Organizasyonların% 93’ü, CISOS için artan kişisel sorumluluk konusundaki endişeleri gidermek için önceki 12 ay boyunca politika değişiklikleri yaptı. Bu, yönetim kurulu düzeyinde stratejik kararlara CISO katılımını artıran beş kuruluştan ikisini (%41) içerir.
Spot ışığı altında ciso sorumluluğu
2023’ün sonlarında, siber güvenlik riski yönetimi, stratejisi, yönetişim ve kamu şirketleri tarafından olay ifşası ile ilgili yeni kabul edilen düzenlemeler ve diğer başlıklar, veri ihlalleri için kurumsal hesap verebilirliğe daha fazla odaklanarak CISO sorumluluğu endişesinin artması.
Bu riski azaltmak için, katılımcıların% 38’i “denetleyici kurumlardan güvenlik açıklama belgelerinin arttırılmasının” vaat ederken,% 38’i sorumluluk sigortası da dahil olmak üzere siber güvenlik personeli için yasal desteği geliştirdi ve şirketler geçtiğimiz yıl güvenliğe daha fazla kaynak tahsis etti.
“Şirketlerin büyük çoğunluğunun, CISO hesap verebilirliğini yasal korumaya yatırım yapmak önemli bir adımdır, ancak bu değişiklik daha iyi güvenlik uygulamalarını yönlendirmek için yasal riskten korunmakla ilgili olarak, dünya çapında başka bir kesinti göz önüne alındığında.
“Uygun hesap verebilirlik, sorumluluk sigortası ve açıklama düzenlemelerinin ötesine geçmeyi gerektirir.
Kuruluşlar siber güvenlik olaylarıyla mücadele ediyor
Araştırmalar ayrıca, kuruluşların% 46’sının siber güvenlik olayları için nihai sorumluluğa sahip olduğu konusunda belirsiz olduğunu, sadece% 36’sının ekiplerinde açıkça rol ve sorumlulukları tanımladığını bulmuştur.
“CISO’lar her karar konusunda son çağrı yapmıyor, bir kurulun sorması gereken soru, ‘CISO’nun bize ilettiği riskleri ele almak için bütçeyi hizalıyor muyuz?’ Hesap verebilirliğin başlaması gereken yerdir – üst düzey liderlik düzeyinde, net iletişim ve kaynakların hizalanmasıyla ”dedi Erwin.
Bu sorumluluk sadece bir kişiye düşmez, siber güvenlik risklerinin nasıl ve neden hafifletilmesi gerektiğini ve maruz kalmayı azaltmak için çabaların nasıl hizalanması gerektiğini anlamak için kuruluşun her seviyesinde net bir iletişim gerektirir.

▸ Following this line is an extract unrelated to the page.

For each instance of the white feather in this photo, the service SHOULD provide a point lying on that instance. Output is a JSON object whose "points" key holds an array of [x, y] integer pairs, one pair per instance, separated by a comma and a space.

Siber iyileşme beklenenden daha uzun sürer
Organizasyonlar siber olaylardan düşündükleri kadar iyileşme konusunda iyi değildir. Ortalama olarak, iyileşmenin 5.85 ay sürmesini bekliyorlar. Uygulamada, 7.34 ayda yaklaşık% 25 daha uzun sürer. Siber güvenlik yatırımı düştükçe iyileşme süreleri artar. Önümüzdeki yıl daha az harcamayı planlayan şirketler, iyileşmenin 8 aydan fazla sürmesini bekliyor.
Neredeyse hiçbir şirket siber olaylardan dokunulmaz. Ortalama olarak, geçen yıl yaklaşık 40 bilinen siber olay yaşadılar ve ondan az birinden daha azı hiç yaşamadılar. ABD kuruluşları en çok gördü – haftada ortalama bir olay. Daha büyük organizasyonlar daha da kötüleşti, yılda ortalama 64 olay, yüksek saldırı yüzeylerini yansıttı.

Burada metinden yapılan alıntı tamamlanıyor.